Ask them about their worries or concerns. This type of questioning is a great way to get kids talking. Phrasing such as "I wonder if you have any worries or concerns about anything?" If they seem confused, it often helps to clarify that question such as "You know, worries or concerns. Like this week, I am worried about whether I am going to be able to get everything I need to get done before the party at our house on Friday." You can ask the question according to location, e.g., "I wonder if there is anything that worries or concerns you at school" or "at home" or "during baseball practice," etc. Kids carry worries and concerns just as we do.

Be a good listener. We often want to go into "fix it" mode or solve the problem for them which often falls on deaf ears. Imagine telling a co-worker about a really concerning question and they go right into "Well, all you have to do is..." Chances are you are going to feel that they don't get you or understand what you are feeling. The key to being a good listener is to be empathetic. If your child says they are being left out of games at recess, follow up with an empathetic statement, e.g., "That must make you feel lonely?" When kids realize that we "get them," they are going to be more willing to share those worries and concerns and to consider any suggestions we might have for them on how to handle the situation. Of course this works with grown ups too.

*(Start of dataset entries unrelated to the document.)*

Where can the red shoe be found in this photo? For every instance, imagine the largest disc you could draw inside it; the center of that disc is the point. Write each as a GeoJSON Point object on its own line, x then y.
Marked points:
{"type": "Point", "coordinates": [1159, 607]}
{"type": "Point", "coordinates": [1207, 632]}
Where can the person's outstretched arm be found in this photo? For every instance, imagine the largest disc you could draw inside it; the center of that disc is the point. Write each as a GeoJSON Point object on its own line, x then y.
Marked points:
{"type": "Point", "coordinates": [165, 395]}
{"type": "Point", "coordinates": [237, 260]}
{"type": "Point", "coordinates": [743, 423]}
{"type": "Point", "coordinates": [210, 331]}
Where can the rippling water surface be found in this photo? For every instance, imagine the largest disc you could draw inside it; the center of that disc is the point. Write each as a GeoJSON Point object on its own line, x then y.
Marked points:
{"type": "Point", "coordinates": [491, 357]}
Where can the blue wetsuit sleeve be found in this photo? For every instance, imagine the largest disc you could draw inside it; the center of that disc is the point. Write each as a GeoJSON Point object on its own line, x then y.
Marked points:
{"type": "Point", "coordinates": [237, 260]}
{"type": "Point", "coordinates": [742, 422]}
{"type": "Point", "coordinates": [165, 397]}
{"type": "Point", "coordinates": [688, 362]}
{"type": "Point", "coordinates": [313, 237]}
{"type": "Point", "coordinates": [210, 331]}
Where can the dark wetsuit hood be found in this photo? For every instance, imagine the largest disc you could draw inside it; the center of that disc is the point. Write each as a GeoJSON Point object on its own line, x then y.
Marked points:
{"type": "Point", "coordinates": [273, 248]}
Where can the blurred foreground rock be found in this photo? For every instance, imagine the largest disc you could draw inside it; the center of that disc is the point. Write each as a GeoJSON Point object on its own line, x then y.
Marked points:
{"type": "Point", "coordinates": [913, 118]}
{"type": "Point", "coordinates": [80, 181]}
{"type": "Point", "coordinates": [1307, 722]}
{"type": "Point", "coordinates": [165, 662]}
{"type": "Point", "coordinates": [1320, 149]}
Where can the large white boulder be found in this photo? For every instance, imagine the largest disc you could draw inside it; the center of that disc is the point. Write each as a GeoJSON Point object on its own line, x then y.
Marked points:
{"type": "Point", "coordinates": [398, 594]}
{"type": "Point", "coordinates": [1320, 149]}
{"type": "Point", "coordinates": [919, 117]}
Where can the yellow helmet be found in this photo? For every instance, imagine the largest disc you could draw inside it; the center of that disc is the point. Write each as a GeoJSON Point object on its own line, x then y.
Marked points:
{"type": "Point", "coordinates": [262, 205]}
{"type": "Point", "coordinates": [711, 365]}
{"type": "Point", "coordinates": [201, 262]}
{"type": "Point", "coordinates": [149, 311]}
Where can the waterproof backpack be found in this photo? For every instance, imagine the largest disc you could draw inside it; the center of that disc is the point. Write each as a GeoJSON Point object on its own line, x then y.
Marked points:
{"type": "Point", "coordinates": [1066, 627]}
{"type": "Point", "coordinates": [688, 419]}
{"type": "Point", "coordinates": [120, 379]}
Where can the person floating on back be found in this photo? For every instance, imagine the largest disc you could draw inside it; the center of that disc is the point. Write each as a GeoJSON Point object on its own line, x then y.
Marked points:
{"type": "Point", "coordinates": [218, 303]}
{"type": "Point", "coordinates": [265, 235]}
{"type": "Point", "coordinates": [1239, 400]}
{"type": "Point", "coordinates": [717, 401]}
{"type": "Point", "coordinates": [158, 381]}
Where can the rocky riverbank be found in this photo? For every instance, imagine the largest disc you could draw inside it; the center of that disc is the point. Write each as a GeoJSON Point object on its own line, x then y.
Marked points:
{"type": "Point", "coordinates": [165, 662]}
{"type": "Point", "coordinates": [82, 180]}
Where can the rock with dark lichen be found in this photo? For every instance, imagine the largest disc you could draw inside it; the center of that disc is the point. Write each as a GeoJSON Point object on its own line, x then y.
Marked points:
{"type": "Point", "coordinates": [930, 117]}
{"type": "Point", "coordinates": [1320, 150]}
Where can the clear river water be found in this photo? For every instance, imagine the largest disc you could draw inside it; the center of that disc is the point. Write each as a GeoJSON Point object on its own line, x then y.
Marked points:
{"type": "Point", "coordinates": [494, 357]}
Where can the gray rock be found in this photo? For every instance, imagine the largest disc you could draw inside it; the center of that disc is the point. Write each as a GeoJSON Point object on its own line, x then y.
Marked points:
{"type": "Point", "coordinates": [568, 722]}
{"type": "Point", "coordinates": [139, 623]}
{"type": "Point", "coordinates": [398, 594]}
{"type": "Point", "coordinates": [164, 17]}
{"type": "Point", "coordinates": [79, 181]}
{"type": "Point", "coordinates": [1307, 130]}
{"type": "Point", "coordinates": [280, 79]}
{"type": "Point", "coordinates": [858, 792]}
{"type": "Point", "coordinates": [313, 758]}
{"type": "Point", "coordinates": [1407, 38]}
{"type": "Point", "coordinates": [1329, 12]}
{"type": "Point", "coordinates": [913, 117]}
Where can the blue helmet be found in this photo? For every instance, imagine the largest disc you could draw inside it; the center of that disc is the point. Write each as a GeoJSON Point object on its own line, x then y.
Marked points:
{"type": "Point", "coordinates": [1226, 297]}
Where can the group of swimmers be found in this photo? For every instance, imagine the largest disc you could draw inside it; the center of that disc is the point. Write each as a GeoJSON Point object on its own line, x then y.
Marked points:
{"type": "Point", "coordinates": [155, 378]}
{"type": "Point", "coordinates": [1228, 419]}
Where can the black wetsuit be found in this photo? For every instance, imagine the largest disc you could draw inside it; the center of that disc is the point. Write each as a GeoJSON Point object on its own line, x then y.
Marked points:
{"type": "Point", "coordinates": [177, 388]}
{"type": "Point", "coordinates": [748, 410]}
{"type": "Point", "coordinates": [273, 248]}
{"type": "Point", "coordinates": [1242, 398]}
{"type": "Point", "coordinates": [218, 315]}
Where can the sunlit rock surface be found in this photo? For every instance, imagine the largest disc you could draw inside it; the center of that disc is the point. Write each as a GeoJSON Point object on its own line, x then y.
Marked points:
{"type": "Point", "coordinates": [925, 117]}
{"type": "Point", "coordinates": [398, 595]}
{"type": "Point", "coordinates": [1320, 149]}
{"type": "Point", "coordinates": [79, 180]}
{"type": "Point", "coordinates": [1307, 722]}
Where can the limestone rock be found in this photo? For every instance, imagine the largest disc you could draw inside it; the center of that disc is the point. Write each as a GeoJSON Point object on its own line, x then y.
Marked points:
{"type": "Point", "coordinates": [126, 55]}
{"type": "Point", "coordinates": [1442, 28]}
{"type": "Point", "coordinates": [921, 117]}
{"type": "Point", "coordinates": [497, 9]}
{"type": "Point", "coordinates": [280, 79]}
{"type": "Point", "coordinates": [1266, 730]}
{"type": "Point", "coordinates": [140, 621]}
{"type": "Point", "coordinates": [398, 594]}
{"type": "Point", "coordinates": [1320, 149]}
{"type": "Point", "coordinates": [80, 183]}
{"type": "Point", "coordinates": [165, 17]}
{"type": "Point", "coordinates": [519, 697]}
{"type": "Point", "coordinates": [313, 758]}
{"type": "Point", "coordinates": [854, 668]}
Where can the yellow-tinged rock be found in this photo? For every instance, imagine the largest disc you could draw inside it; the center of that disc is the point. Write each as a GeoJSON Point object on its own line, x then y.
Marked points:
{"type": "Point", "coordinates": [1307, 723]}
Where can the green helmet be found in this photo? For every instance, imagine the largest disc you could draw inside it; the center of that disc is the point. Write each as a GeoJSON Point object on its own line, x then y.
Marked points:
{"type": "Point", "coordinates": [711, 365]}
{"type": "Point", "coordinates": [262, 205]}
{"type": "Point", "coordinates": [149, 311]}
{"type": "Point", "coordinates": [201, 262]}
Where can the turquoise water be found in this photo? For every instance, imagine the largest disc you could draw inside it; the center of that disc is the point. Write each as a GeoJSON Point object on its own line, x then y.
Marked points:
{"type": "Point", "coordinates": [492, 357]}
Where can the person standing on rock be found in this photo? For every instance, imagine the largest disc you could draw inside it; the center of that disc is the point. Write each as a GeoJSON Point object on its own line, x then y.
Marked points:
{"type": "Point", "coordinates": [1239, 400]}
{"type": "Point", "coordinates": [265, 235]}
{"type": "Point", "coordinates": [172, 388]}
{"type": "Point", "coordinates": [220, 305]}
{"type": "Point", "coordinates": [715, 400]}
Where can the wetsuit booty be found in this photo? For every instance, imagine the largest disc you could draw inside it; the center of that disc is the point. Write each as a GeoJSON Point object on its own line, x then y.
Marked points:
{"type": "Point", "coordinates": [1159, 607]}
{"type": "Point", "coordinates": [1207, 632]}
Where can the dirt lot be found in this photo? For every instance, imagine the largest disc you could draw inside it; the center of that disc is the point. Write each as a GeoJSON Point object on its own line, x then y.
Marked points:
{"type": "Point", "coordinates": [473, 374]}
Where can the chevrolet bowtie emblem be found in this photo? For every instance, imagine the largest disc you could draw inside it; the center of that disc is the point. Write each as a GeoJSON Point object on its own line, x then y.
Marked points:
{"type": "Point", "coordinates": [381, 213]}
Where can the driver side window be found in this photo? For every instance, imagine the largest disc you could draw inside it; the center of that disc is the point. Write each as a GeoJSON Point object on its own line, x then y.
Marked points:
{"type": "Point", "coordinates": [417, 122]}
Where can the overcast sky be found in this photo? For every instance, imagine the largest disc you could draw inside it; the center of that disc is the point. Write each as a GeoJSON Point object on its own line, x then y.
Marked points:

One of my favorite sayings is "People don't care what you know until they know that you care."

On that last point, ask permission to share advice. Nobody likes feeling lectured, especially our kids. If you have some advice to share, ask them if they want to hear it first. Nine times out of ten, they will say "yes." By asking permission, you are letting them know that you want to help but respect their right to solve the problem on their own.

Keep in mind that as parents, kids often don't get that we had the same experiences in school. When we try to share the "when I was a kid" stories, they often shut down. Despite this, your childhood experiences can be helpful especially if you share the stories with a twist. For example, instead of using "when I was a kid" make it about "I once new a kid who..." Sometimes it is easier for our children to envision other kids having similar experiences versus their parents who they see as invincible.